Sul fronte della ricerca e delle collaborazioni la psicoterapeuta sottolinea: “Abbiamo attivato, da oltre un anno un corso teorico-clinico, in collaborazione con la scuola di Ecobiopsicologia (Aneb) di Milano, in cui stiamo studiando il fenomeno della psicoterapia online. L’altra collaborazione importante è quella con la Società di psicologia e arte, con la quale stiamo tentando di integrare e mettere in rete quelle esperienze cliniche in cui gli atelier artistici hanno avuto un peso fondamentale nell’iter terapeutico del bambino”.
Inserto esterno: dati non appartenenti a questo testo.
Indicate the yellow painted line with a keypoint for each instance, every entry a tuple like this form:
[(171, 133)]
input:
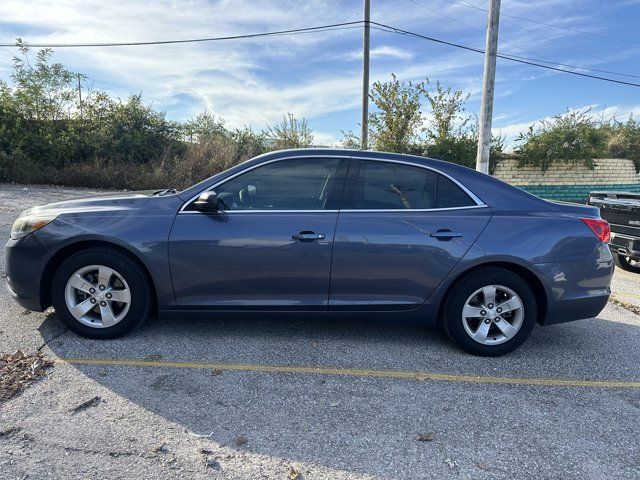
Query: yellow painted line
[(354, 372)]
Gli allievi del corso partecipano, inoltre, al gruppo teorico-clinico dedicato al fenomeno del ritiro sociale giovanile, i cosiddetti ‘hikikomori’. “Il gruppo- spiega Di Renzo- ha approfondito la tematica dal punto di vista teorico, ma si è posto anche come una possibilità concreta di aiuto alle famiglie. Poiché è abbastanza difficile agganciare questi ragazzi, l’idea è stata di offrire ai genitori la partecipazione a questi gruppi per aiutarli a elaborare questo che vivevano con un grande fallimento. Metterle in relazione all’interno dei gruppi ha permesso in alcuni casi di ottenere già alcuni significativi cambiamenti in alcune situazioni”.
Al termine del quadriennio gli allievi, oltre a diventare psicoterapeuti, avranno anche conseguito tre patentini per l’uso professionale del Test psicodiagnostico di Wartegg, del Test sul Contagio Emotivo (TCE) e del Training Autogeno per gli adolescenti. Quest’ultimo considerato “uno strumento fondamentale”.